I thought my part would be easy: I’d find a few poems by Merrill about the harbor, sailing races and fishing fleet, maybe a poem mentioning New England’s enduring and sometimes tragic reliance on the sea. I paged through Merrill’s Collected Poems, but found scant mention of the water, boats, even swimming. I did find a wonderful description of the dining room of his home in Stonington, with its cupola painted a brazen tangerine, and the white marble dining room table where he and David Jackson sat hunched over their Ouija board, speaking with spirits.
So I found a stack of Mystic Seaport’s monthly newsletter, The Log of Mystic Seaport, circa the 1980’s and early 1990’s, and thumbed through them. In the third issue I looked through, there was a long scholarly article about the logs kept by the wives of sea captains, who often went with their husbands on whaling vessels in the mid-1800’s. Since these ventures typically lasted years, the captain’s wife would go along to keep her husband company and cook for him. Often, these were quickly pressed into service, keeping the ship’s logs, recording the weather conditions, the ship’s coordinates, and any news of illness among the crew.
But these logs were not the only writing the captains’ wives did during their months at sea. They often kept diaries—multiple diaries with different purposes and for different audiences. “Four general categories of diary have been identified among nineteenth-century women’s journals. These types are 1. travel diary, 2. public journal, 3. journal of conscience and 4. daily record. The first two were written to be read by others, and the content and tone were influenced by the expectations of the eventual recipients…” The journal of conscience is described as a “spiritual diary” in which proper Victorian ladies kept a check on their emotions. The daily record was the most private, never meant to be read by others.
I read the article struck by the complex levels of privacy in these women’s writings. The term “weblog” was joined in 1998, its etymology tracing back to the 1670’s and ships’ logs. And yet the contemporary blog, as we’ve come to call them, reflects our compression of the various levels of private versus public writing. I make no judgment about this, just note the shift.

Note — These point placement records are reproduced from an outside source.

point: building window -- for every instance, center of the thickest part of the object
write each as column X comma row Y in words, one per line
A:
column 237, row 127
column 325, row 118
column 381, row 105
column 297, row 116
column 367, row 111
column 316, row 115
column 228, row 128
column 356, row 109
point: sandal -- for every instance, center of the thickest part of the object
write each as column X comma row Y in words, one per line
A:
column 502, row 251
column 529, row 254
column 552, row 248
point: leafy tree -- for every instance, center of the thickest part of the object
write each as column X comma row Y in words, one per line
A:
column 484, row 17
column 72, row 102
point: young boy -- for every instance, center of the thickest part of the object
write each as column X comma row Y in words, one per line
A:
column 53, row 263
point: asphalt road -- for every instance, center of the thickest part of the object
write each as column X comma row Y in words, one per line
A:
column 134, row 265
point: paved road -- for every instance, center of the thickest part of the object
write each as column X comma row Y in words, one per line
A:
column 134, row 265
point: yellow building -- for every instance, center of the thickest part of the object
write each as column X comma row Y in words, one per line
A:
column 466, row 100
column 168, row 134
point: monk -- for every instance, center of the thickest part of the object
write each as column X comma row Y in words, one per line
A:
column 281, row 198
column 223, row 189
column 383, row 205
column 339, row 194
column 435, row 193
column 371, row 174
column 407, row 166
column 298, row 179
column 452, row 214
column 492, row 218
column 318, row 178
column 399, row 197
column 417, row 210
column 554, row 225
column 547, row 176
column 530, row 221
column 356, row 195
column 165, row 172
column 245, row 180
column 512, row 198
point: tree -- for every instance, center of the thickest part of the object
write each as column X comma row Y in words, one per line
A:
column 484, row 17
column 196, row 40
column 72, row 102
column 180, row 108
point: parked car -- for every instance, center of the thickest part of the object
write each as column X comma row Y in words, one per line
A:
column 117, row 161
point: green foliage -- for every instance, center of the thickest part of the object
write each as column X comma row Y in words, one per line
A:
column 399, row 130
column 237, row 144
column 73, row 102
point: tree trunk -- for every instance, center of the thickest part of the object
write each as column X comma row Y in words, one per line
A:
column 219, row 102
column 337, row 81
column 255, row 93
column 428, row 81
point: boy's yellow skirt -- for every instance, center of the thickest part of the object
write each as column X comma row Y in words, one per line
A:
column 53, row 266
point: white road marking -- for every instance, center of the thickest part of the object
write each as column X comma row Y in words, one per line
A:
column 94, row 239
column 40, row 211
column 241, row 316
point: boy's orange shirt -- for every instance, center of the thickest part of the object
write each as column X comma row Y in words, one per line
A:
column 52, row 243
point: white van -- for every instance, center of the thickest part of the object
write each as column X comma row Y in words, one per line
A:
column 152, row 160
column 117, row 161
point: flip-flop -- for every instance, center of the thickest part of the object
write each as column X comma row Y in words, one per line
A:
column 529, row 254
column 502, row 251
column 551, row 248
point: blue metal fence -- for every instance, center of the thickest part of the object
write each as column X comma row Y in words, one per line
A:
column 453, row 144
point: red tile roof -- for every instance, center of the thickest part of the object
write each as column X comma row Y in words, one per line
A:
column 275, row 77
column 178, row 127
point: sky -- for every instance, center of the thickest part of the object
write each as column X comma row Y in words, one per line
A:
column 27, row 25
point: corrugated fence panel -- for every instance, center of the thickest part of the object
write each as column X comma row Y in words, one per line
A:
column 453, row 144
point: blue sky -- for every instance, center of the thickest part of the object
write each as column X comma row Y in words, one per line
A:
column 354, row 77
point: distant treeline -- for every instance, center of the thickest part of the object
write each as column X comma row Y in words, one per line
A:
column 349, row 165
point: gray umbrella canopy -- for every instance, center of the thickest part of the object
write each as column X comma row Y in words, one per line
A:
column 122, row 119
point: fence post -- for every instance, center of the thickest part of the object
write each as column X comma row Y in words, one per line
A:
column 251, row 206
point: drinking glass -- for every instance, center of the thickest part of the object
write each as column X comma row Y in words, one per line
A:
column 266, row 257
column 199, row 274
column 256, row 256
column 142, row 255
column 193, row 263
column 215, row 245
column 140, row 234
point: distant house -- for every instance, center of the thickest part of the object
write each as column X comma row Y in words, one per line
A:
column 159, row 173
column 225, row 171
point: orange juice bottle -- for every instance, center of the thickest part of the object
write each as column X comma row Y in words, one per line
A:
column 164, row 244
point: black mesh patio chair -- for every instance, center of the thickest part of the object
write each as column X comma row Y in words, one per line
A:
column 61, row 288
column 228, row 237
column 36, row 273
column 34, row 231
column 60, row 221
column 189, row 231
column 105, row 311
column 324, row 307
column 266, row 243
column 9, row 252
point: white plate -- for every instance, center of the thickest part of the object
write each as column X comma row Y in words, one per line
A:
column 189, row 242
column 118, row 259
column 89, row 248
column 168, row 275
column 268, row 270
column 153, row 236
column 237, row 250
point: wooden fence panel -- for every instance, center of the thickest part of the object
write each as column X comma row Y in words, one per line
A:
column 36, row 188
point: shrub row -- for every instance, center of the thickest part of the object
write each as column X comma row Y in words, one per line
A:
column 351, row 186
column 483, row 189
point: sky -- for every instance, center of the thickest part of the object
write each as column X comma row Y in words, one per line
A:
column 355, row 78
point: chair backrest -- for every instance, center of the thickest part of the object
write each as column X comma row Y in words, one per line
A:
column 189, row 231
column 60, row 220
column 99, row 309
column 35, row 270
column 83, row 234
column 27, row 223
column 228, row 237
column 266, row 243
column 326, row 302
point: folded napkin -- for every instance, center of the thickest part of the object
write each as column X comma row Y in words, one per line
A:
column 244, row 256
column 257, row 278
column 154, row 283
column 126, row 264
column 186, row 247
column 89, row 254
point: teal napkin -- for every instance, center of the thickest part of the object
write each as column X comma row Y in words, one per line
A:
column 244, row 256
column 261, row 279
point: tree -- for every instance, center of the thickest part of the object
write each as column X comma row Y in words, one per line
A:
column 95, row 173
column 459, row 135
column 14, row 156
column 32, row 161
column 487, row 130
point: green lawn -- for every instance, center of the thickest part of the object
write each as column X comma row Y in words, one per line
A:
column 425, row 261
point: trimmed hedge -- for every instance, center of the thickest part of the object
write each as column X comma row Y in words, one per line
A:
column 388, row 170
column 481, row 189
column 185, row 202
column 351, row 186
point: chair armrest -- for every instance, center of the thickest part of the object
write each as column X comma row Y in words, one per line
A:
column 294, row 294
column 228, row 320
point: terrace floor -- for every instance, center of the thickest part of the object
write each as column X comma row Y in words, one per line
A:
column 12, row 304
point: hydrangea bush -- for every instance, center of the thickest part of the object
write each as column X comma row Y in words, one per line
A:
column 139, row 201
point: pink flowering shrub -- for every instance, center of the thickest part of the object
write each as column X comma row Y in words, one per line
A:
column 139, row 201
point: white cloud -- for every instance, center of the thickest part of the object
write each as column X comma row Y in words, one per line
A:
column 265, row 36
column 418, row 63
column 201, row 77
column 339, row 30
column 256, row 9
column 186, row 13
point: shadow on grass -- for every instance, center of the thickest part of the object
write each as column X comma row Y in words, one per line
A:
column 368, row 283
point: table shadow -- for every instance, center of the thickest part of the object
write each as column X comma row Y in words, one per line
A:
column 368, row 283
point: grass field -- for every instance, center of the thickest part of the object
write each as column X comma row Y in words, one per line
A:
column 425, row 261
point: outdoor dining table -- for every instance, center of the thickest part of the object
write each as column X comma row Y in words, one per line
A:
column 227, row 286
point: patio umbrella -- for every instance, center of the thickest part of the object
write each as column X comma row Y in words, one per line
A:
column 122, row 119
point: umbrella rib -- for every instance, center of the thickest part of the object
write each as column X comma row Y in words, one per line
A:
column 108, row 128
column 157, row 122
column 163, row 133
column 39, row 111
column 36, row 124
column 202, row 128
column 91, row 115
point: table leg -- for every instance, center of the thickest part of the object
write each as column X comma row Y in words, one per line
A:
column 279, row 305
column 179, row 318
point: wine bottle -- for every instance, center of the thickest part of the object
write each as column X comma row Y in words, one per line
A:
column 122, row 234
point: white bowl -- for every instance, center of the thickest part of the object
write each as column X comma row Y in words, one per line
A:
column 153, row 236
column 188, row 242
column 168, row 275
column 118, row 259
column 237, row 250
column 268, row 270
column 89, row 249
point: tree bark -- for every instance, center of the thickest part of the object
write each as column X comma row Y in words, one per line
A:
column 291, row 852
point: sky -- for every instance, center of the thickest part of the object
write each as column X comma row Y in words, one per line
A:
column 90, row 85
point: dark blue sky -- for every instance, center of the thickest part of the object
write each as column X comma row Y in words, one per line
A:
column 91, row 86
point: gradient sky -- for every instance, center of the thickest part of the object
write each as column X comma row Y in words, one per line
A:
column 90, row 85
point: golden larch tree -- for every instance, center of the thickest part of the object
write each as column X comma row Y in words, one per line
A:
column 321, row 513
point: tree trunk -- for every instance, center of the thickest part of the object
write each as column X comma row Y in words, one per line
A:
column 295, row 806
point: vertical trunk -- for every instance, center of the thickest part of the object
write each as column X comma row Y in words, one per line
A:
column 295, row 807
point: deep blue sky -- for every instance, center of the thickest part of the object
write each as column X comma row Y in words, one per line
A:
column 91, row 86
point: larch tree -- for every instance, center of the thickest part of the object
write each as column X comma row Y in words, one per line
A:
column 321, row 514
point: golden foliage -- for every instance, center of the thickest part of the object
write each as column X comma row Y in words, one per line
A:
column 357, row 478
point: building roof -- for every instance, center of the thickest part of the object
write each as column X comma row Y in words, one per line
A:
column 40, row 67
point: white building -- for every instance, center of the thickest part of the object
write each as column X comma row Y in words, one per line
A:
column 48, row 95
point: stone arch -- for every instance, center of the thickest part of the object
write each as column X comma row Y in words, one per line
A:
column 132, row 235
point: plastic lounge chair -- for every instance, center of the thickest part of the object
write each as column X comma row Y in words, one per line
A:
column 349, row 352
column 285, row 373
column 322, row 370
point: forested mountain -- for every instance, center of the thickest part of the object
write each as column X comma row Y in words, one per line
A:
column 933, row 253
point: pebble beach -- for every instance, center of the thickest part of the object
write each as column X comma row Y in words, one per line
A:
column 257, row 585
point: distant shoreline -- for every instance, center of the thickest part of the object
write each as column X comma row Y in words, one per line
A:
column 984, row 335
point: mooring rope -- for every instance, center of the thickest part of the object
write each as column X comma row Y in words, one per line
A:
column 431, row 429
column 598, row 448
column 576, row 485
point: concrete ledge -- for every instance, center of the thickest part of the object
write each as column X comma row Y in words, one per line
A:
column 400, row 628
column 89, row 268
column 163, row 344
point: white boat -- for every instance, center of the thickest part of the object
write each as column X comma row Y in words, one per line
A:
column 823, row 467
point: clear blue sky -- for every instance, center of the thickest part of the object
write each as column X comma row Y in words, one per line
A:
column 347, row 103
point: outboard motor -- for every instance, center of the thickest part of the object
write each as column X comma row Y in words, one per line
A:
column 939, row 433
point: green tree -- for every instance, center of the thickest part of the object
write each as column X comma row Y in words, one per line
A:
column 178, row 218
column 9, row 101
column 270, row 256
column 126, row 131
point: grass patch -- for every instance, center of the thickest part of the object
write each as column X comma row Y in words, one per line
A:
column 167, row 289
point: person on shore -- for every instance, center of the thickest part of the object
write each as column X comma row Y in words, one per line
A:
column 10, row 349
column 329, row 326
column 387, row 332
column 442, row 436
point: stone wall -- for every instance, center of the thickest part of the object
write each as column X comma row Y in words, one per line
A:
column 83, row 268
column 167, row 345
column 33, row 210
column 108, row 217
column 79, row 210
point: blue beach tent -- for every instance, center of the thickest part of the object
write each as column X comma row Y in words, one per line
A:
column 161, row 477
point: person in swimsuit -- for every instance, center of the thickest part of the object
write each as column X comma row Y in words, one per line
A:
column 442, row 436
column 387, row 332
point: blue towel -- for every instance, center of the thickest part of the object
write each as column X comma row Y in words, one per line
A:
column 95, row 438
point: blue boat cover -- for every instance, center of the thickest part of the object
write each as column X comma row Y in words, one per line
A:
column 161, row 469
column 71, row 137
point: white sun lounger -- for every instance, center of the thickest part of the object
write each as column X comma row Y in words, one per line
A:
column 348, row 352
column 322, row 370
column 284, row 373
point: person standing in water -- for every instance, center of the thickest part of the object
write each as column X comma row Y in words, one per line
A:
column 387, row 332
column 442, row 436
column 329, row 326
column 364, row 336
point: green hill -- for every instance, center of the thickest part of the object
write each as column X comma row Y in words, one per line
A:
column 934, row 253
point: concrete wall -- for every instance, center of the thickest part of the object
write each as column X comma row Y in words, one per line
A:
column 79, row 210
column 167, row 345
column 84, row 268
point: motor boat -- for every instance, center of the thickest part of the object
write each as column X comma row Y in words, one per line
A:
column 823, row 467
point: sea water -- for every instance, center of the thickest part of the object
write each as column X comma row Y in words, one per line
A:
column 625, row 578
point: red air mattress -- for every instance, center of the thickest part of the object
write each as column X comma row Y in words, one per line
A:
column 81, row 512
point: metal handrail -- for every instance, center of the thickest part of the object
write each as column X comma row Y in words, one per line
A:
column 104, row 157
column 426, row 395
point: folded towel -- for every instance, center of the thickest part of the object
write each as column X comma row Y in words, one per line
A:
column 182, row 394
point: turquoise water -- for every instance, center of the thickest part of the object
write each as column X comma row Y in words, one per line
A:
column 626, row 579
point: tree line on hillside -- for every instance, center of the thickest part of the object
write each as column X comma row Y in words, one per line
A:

I started to think about James Merrill’s Changing Light at Sandover, published in its entirety in 1982, nearly thirty years ago. It predates the Internet, but seems to me to be part of that shift toward making what had once been private a bit more public.
This is very cool. How many of these "ladies' logs" have survived? And how neat it would be to be able to read some of them!
Posted by: Laura Orem | April 27, 2011 at 09:08 AM
Apparently Mystic Seaport has a number of them. They'd be a wonderful source of material for a historical poetry project.